I grew up in Warren, Ohio, with my parents and two older brothers. While my mother is also from Ohio and has strong roots in the area, my father was born and raised on a Greek island. So, my siblings and I had very unique experiences as first-generation Americans growing up in a rural-suburban area similar to New Jersey. I was fortunate to be able to visit Greece with my family as a child, and those are some of my fondest memories. In fact, I first met my husband, Nick, who grew up in Glen Rock, N.J., during one of those visits to Greece! Many years later we reunited, eventually got married, and started our own family. We are parents to two amazing kids, Amalia (age 7) and Mihali (age 4). The four of us are quite enamored with our pup, Pita, and on most weekends you will find us spending time together outdoors. While I am definitely not an expert, I am a naturalist at heart and am captivated by all things to do with the natural world. Art is also a big part of my life, and I am certain that my arts education was integral in the development of all my academic abilities, and it also made me a much better teacher. I am pretty inquisitive, perhaps exhaustingly so, and I love to read, but there were definitely periods of time when I wasn’t as scholastically inspired. I like to share with families, especially parents and caregivers of middle schoolers, that it is important to remember that, usually, the path to success is not straight. We have to deviate and iterate to find our own way.
How did you decide to become an educator?
My passion for education developed quite holistically. As a child and adolescent, I really enjoyed learning and had a handful of exceptional teachers and opportunities in school. I remember then recognizing what a big, life-changing impact individual educators can have. Still, I never thought I would be an educator until, as an undergrad, I quite serendipitously found myself working in a preschool. I was immediately in awe of the great responsibility educators bear and intrigued by the intellectual challenge teaching offers. Standing in a room with 20 souls in your care, the development of their potential resting on our shoulders is both humbling and inspiring. I knew then that teaching would be one of the most challenging and rewarding professions one could have, and I switched my major. Once I began studying educational philosophy and theory, I really fell in love with the complexity of it all. While EMS faculty make it look easy, teaching well is a very complicated endeavor, requiring a broad knowledge base, a diverse set of skills, and an enduring commitment to self-reflection and personal growth. Every single day is new, the challenges and opportunities are always evolving, and while there is so much careful planning involved, the unpredictability of it keeps you on your toes in the best of ways. There is also a great social responsibility involved, as you are touching the lives of individual humans and contributing to the development of future citizens. The more I teach and study teaching, the more enamored with the profession I become.
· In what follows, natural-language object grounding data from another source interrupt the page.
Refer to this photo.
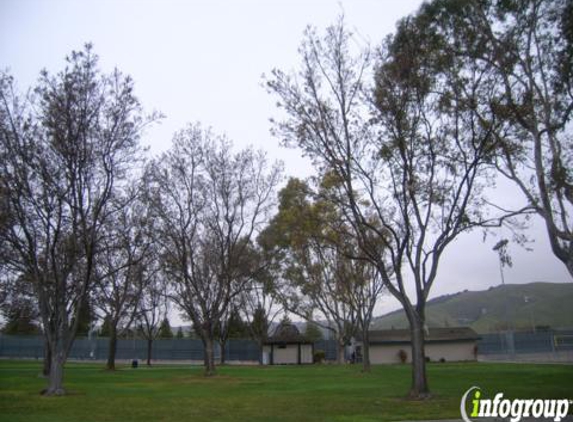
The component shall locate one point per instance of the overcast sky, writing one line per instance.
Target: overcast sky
(203, 61)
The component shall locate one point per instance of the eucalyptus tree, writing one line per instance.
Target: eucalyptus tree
(524, 50)
(315, 274)
(209, 203)
(64, 150)
(409, 155)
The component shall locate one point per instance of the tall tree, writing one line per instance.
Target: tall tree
(165, 329)
(524, 50)
(63, 152)
(304, 236)
(409, 173)
(259, 306)
(153, 304)
(210, 203)
(124, 251)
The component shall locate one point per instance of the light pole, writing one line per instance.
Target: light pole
(505, 259)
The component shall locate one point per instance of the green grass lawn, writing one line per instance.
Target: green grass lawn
(284, 393)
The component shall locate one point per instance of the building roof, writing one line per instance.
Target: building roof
(437, 334)
(286, 333)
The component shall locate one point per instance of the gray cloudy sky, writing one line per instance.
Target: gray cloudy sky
(203, 61)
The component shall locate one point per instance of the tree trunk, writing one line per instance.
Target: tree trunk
(112, 349)
(261, 351)
(208, 343)
(47, 359)
(56, 377)
(341, 353)
(149, 349)
(223, 345)
(419, 389)
(365, 351)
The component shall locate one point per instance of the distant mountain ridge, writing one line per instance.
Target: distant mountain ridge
(519, 306)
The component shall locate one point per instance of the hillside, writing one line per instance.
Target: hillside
(523, 305)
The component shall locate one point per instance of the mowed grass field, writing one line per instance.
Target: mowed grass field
(250, 393)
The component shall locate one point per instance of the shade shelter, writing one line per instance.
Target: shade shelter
(287, 346)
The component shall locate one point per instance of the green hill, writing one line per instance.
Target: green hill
(522, 306)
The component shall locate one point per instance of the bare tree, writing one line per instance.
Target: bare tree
(153, 304)
(305, 239)
(259, 304)
(210, 204)
(63, 152)
(125, 249)
(409, 173)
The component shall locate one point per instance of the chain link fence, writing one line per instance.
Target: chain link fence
(96, 348)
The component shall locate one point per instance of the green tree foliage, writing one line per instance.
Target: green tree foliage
(522, 51)
(409, 174)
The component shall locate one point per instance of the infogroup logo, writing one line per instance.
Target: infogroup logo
(515, 409)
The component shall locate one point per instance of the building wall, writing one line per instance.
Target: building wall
(451, 352)
(288, 355)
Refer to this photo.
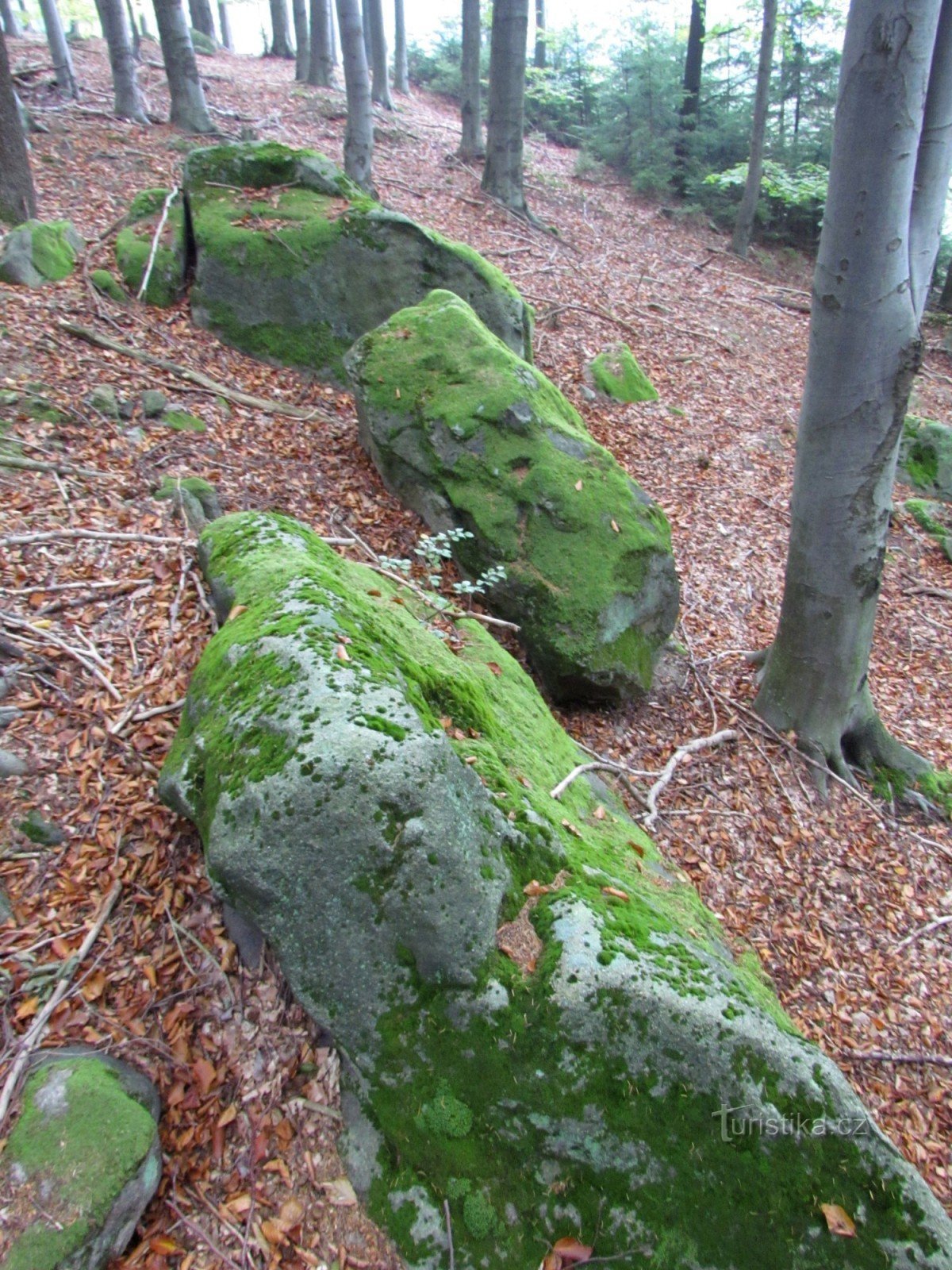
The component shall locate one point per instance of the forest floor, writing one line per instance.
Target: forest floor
(105, 634)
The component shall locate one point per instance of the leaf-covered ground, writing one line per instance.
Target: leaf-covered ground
(103, 633)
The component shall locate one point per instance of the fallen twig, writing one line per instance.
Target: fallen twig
(679, 755)
(36, 1033)
(183, 372)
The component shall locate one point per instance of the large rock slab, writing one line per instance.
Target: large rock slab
(294, 260)
(40, 252)
(82, 1162)
(378, 802)
(467, 435)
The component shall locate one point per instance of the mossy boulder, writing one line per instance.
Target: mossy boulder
(469, 435)
(294, 260)
(378, 800)
(40, 252)
(80, 1165)
(926, 457)
(616, 374)
(133, 247)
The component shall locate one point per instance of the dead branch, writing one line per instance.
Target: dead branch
(183, 372)
(36, 1033)
(679, 755)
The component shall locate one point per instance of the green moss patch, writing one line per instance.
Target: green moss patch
(619, 375)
What other enhancements have you implemented since arriving?
I have been a fan of EMS for a long time, and I like to think that I bring a fresh and curious perspective to an already exceptional program. As a new division head, my priority has been to get to know the community and ask a lot of questions, but there are a few things we’ve enhanced over the past several months.
One thing we’ve worked on is to clarify the vision for the Advisory program. Relying on the research about the purpose and effectiveness of these programs in middle schools, we committed to a model that blends the key components of effective advisories. The programming offers consistent opportunities to connect with peers and teachers, provides a structured and successful start to each school day, provides a dedicated point person for every student and their family, allows for explicit instruction on study and organization skills, and supports students’ social and emotional well-being learning.
Another area that earned some extra attention is the portion of the schedule formerly known as extra help or study hall. Morrow House, like most middle schools, has had this type of class for a very long time, and no one would dispute the value of opportunities to meet with teachers. However, when building the schedule this summer, after lots of conversations with our faculty, our Dean of Students, Gerard Allen, and the former middle school head, Phil Cox, it seemed clear that Morrow House was ready for a more robust flex period. The result is Personalized Learning Time. PLT encourages students to accelerate their learning through passion projects, independent inquiry, and time to connect with faculty. Students are able to seek clarity on concepts or work on assignments, but they are also encouraged to create work for themselves by initiating an experience that they find personally fulfilling, blurring the line between learning and play. Creating time for and supporting this in school, with the guidance of our brilliant faculty, provides choice and an increased level of independence while encouraging students to develop their passions and skills.
Along these lines, we’ve also introduced extra time for students to work on writing and math skills, with Math and Writing Labs available during PLT, as well as most mornings before school. Led by our expert faculty and specialists, our labs provide clarity on concepts, develop fluency, and enhance skills. Building in morning labs before school has turned what is often an idle time for students who arrive early into an opportunity for students to launch the day with clarity and productivity.
Another initiative we’ve started working on is to more fully integrate the Hochman Method for expository writing. Also known as The Writing Revolution, this approach is a research-based program that develops advanced thinking through writing. Through a sequential, time-tested approach, students learn the skills to be exceptional writers and, as a result, develop the capacity to read, communicate, and think more effectively. Writing is the highest form of language use and using an effective methodology across contexts provides more practice and exposure for students, thus accelerating their growth and ensuring the generalization of learning. English and history faculty, as well as learning specialists in Morrow House, have already begun training with The Writing Revolution and we look forward to increased integration of this approach to come.
What do you think a middle-school education at EMS will look like FIVE years from now?
Over the next five years, I expect that Morrow House will have a more interdisciplinary academic program that continues to blur the lines between subjects, so that students are able to make connections between contexts and generalize skills, and provides for even more leadership and pre-professional opportunities. I anticipate field learning will expand to be more frequent and include immersive travel experiences for our oldest students. I would like to see a formalized mentorship program where students have access to the professional worlds they dream of through regular interactions with institutions, opportunities to apprentice with experts, and authentic audiences for their work. While students certainly shouldn’t feel pressured to choose a career or specific academic track in middle school, this is the time when students are fueled by curiosity to develop passions. We want to encourage that through exceptionally motivating opportunities and access to expert guidance. That is what we are building now with the STEAM studios, service-learning opportunities, and humanities projects already in motion, and I know there will be more to come. As a result, students will graduate with portfolios of work from across disciplines that reflect their capacity to lead, collaborate, iterate, solve problems, create and design.